Wednesday, November 2, 2011

Xenon in Reactor 2: TEPCO Now Says "Spontaneous Fission" of Curium

After confidently saying it may have been criticality in the press conference on November 2, TEPCO's Matsumoto now says it is spontaneous fission of curium in the reactor.

On the other hand, the Nuclear and Industrial Safety Agency, who was skeptical of criticality yesterday, now says, "We cannot rule out the possibility of localized criticality."

OK it's a "good cop, bad cop" routine, or a "covering all the bases" approach. If both "spontaneous fission" and "criticality" are mentioned in the same news, the Japanese government/TEPCO can say "See, we told you, either way."

From NHK News (11/3/2011):


Regarding the radioactive xenon detected from the gas inside Reactor 2 of Fukushima I Nuclear Power Plant, TEPCO revealed that the analysis of the amount of xenon detected led the company to conclude that it was a natural fission of a radioactive material, not criticality where nuclear fission takes place continuously.


The gas from inside the Containment Vessel of Reactor 2 was sampled and analyzed on November 1 and 2. A minute amount of xenon-135 was detected, and TEPCO said it was possible that there had been a recent nuclear fission, and that the localized criticality took place temporarily.


Since curium-242 and curium-244, the radioactive materials which exist in nuclear fuel, undergo natural fission and generate xenon, TEPCO calculated the density of xenon based on the amount of these nuclides. The calculation mostly matched the density detected from the samples.


According to TEPCO, the density of xenon would be much greater if there was a criticality. Xenon this time therefore is from spontaneous fission, not from criticality, says TEPCO. "Spontaneous fission" is a phenomenon in which radioactive materials other than uranium fissions naturally, and it does not cause criticality. TEPCO says it will submit the report of the findings to the Nuclear and Industrial Safety Agency under the Ministry of Economy, Trade and Industry, who will evaluate whether the conclusion is appropriate.


The NISA spokesman Yoshinori Moriyama says about TEPCO's analysis, "We think it is highly possible that it is a spontaneous fission, but we cannot rule out completely the possibility of localized criticality. We would like to evaluate TEPCO's analysis as well as analysis by experts. We will assess various risks and make sure TEPCO has emergency measures ready, including injecting water with boric acid."
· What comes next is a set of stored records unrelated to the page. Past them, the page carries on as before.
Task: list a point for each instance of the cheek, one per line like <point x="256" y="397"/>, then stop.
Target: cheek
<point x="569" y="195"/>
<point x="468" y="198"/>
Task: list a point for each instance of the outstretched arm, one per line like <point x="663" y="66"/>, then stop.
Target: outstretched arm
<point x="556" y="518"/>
Uh... what about krypton-85? Is this produced in spontaneous fission of curium? If it is spontaneous fission, why was not happening on October 28?


Anonymous said...

Spontaneous fission. Of course. And that worker months ago died of acute leukemia.

arevamirpal::laprimavera said...

Yup. They have a big credibility problem here, but at this point, they don't even pretend that they care about that problem.

Anonymous said...

Krypton-85 is produced by fission. Could be spontaneous, could be a chain reaction.

shusse said...

Could be a publicity stunt - crying wolf and acting concerned for the sake of media attention. And behold, a quick sigh of relief the next day. Catch and release. Also, when a real criticality happens it won't be such breaking news any more. Win-win for Tepco.
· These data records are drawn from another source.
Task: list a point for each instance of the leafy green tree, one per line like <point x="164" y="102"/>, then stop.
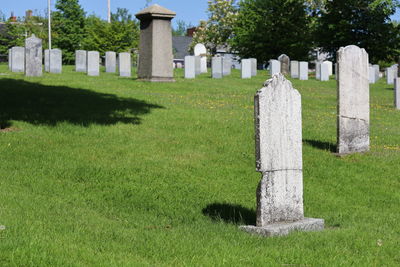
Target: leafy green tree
<point x="121" y="35"/>
<point x="68" y="28"/>
<point x="218" y="29"/>
<point x="267" y="28"/>
<point x="181" y="28"/>
<point x="365" y="23"/>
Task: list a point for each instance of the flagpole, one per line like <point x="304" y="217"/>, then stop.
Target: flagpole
<point x="109" y="11"/>
<point x="49" y="13"/>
"If it is spontaneous fission, why was not happening on October 28?" - The first analysis was on November 1.

shusse said...

Ah, about my previous comment - "The first analysis was on November 1", I apologize. I misread the article. Tepco handout shows a reading from Oct 28 with xenon "below detection limits".

Anonymous said...

"why was not happening on October 28?" Tepco did not say that it was not happening. Tepco used a measurement method with a very high detection limit on October 28, so that the amounts of Xe, if there were any, could not be detected. On November 1 and November 2, the detection limit was lowered and only then could the small quantity of Xenon be detected. See "Detection limits" in

arevamirpal::laprimavera said...

@anon at 5:31PM, excellent. Looking at the tables, I just noticed TEPCO used the higher detection limit for Xe-133 on November 2, so Xe-133 was below that higher detection limit.

Anonymous said...

"I just noticed TEPCO used the higher detection limit for Xe-133 on November 2, so Xe-133 was below that higher detection limit."

You don't "use" detection limits. Detection limits vary from test to test, depending on the device used, the volume of the sample, the time employed and noise present on the gamma spectrum obtained.

arevamirpal::laprimavera said...

sorry wrong word. TEPCO tested at a different location on Nov. 1 and 2, and the testing was longer (30 minutes). I'm looking for the diagram of the gas detection system.

Anonymous said...

You mean this one?

Anonymous said...

Also, their report of the Xenon-135 affair:

arevamirpal::laprimavera said...

@anon at 8:52PM, yes, that was it. Thank you!